Over the past several months on this blog you have learned about Wayne County’s vast financial problems.
Read back: Wayne County and emergency management
We have shown how an emergency manager is not only possible but some inside the Guardian Building would welcome his or her arrival! The Prosecutor’s Office is underfunded and suing to get more money. The Sheriff’s Office is underfunded too and run much like an old fashioned general store where everyone puts stuff on their tab and the bills don’t get paid. I am told by those who watch such things that Wayne County itself will likely run out of cash by next summer. It is so broke it is carrying more than $200 million in deficits into the current fiscal year.
Then, like Detroit, there is the issue of underfunded pensions. Wayne County’s officials will readily admit their pensions are underfunded by 55 percent! That means it cannot pay its pension obligations into the future. This is real trouble. And you may wonder how this problem got to this point and part of the answer would be, as Wayne County Commissioner Tim Killeen today put it, "sweetheart" pension deals.
You may have heard about Wayne County Executive Robert Ficano appointees who were offered big pension deals; former development director and airport director Turkia Awada-Mullen is one of 15 appointees who ended up suing because the county reneged on a sweetened pension deal. Former Ficano chief of staff Matt Schenk is another. He is 42 years old, and while he had to put some $400,000 into the kitty to buy more time to qualify for the pension, he will receive roughly $94,000 a year in county pension after just eight years with Wayne County.
Lawsuit claims sweetened pension deal is bad
But Local 4 today learned of more pension problems. A new lawsuit filed last Friday has two now retired employees who were sold a sweetened pension deal suing because the deal is a bad one, that flies in the face of IRS rules and therefore the women have to not only live on smaller pensions but will also have to give money back!
Tamara Harmon and Sue Hamilton-Smith claim they received letters back in September from the Wayne County Employee Retirement System that notified them of their impending financial troubles.

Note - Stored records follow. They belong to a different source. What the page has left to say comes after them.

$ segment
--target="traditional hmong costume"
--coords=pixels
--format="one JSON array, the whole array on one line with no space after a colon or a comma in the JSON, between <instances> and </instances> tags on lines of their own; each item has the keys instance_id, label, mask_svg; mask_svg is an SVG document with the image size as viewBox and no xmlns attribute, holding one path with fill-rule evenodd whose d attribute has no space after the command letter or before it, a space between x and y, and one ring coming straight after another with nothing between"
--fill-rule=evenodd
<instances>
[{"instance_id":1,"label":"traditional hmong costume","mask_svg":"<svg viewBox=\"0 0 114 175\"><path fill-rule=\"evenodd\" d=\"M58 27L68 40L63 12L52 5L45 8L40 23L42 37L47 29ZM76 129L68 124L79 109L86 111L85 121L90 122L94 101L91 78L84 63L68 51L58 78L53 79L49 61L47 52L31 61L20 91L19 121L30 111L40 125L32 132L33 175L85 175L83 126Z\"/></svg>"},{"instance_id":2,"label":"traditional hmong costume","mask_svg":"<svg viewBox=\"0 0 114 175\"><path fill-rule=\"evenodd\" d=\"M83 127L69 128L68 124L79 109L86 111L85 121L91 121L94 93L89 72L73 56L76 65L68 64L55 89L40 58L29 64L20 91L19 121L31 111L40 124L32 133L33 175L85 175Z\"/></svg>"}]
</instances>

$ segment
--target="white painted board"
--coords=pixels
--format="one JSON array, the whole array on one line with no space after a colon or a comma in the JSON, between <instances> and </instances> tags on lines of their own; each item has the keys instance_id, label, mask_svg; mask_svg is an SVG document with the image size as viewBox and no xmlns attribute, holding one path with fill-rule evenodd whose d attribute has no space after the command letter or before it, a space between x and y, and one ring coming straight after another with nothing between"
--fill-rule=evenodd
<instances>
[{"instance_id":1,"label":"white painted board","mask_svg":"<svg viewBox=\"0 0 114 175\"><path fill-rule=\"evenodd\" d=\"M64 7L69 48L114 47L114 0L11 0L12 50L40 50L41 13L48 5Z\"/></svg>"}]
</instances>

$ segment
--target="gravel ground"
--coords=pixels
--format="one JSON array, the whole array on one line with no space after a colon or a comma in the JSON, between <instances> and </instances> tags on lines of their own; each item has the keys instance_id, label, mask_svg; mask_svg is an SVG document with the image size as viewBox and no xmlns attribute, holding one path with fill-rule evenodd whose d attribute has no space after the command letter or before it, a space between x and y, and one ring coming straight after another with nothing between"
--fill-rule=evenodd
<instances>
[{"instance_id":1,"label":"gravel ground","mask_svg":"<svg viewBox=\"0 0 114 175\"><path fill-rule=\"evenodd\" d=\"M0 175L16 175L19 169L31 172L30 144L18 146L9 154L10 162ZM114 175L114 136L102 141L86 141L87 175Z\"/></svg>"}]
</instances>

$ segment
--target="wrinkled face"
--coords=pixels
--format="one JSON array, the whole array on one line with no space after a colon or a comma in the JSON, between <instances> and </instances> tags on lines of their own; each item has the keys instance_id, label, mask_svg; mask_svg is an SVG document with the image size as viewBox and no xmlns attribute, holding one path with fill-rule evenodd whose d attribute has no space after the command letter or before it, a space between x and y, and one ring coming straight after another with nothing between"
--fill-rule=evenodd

They claim it’s a breach of contract that the county is changing the rules of the game after the fact when it was the county’s program they followed and would never have retired had the county not told them they could either take the deal or be terminated from employment.
What’s more, the women claim the county offered to loan them money to pay into the step-up plan incentivizing them to get involved. The women claim they emptied their retirement accounts in order to pay money into the system and were counting on their increased pension dollars to live on into the future. Now that is all up in the air and they want the county to have to pay them back in full and also pay for all of their attorney and accounting fees to unravel this mess.
The stepped-up pension programs are part of Ficano’s desire and need to cull the ranks of his appointees. At the time, Harmon and Hamilton-Smith say they were told of 100 appointees the county needed to cut 40 positions and they were given a quick two weeks to make their decisions. Now, two years later and out of the county, they are angry about having their retirements challenged and severely cut.
This is yet another example of the county fumbling its way through its financial crisis. Bob Ficano's office had not seen the lawsuit as of tonight and is not commenting but needless to say this is just another log on the financial fire that says the county is courting great big trouble.
No doubt the State of Michigan Treasurer’s Office is watching. Needless to say they are the ones who decide whether an emergency manager might be necessary.
No one in Lansing wants to pull this lever, and yet there seems little doubt they may find themselves forced into doing so.